А и верно, решил Костя. Отдохну-ка я пару дней. Может быть, поможет… Может быть, ко мне придут более удачные мысли… И вообще, действительно!.. Зря я взялся за такую тему как конец света. Мало того, что название абсолютно идиотское, так и сколько уже бумаги измарали под это дело, что подумать страшно. И никто же ни на йоту не угадал, что произойдёт, когда он наступит. Да и КАК вообще этот самый конец света будет ВЫГЛЯДЕТЬ!!!

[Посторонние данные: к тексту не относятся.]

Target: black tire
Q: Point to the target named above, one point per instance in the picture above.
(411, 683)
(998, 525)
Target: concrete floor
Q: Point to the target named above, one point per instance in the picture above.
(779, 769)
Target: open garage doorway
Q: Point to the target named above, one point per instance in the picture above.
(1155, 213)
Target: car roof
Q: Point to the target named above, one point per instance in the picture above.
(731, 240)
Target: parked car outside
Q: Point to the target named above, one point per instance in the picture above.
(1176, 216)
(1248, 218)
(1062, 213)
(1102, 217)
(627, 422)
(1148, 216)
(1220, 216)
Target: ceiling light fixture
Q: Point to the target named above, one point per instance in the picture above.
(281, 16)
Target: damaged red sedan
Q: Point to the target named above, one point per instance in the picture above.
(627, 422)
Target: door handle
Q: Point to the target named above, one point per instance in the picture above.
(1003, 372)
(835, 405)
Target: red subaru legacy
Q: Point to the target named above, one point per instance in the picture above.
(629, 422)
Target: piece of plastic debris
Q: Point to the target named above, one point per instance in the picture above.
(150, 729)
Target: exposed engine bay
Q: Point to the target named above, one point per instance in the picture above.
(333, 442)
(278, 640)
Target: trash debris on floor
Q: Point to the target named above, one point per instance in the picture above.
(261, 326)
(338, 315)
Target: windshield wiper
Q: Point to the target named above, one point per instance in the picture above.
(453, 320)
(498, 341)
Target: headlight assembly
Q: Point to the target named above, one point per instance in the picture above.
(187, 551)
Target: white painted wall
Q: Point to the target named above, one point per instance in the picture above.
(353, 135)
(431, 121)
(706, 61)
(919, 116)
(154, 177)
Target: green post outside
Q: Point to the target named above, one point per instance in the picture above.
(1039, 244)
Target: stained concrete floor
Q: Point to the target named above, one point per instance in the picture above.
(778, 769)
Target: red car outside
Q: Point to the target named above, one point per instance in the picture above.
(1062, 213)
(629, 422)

Костя уже совсем собрался было встать из-за стола и отправиться куда-нибудь погулять, как в голове его словно молния сверкнула. Он даже застыл, ошарашенный внезапно пришедшей мыслью. Костя будто бы воочию увидел первую строчку, которая шла сразу вслед за названием. Первую строчку в длинной веренице сладостно возникающих фраз. И он мгновенно решил для себя, что события эти будут разворачиваться в Нью-Йорке.

(В Нью-Йорке?!)

Именно! Именно там!!!

Да, он не знает, как выглядит Нью-Йорк, но вряд ли кто-нибудь из его читателей сможет об этом догадаться. Потому, что главное тут будет – не город. Главное – герой. Герой его новой книги. И тут же Костя понял, ктó будет его главным героем. И каким он будет. И придумал ему имя. Пусть и иностранное, но то, которое должно быть именно у этого героя.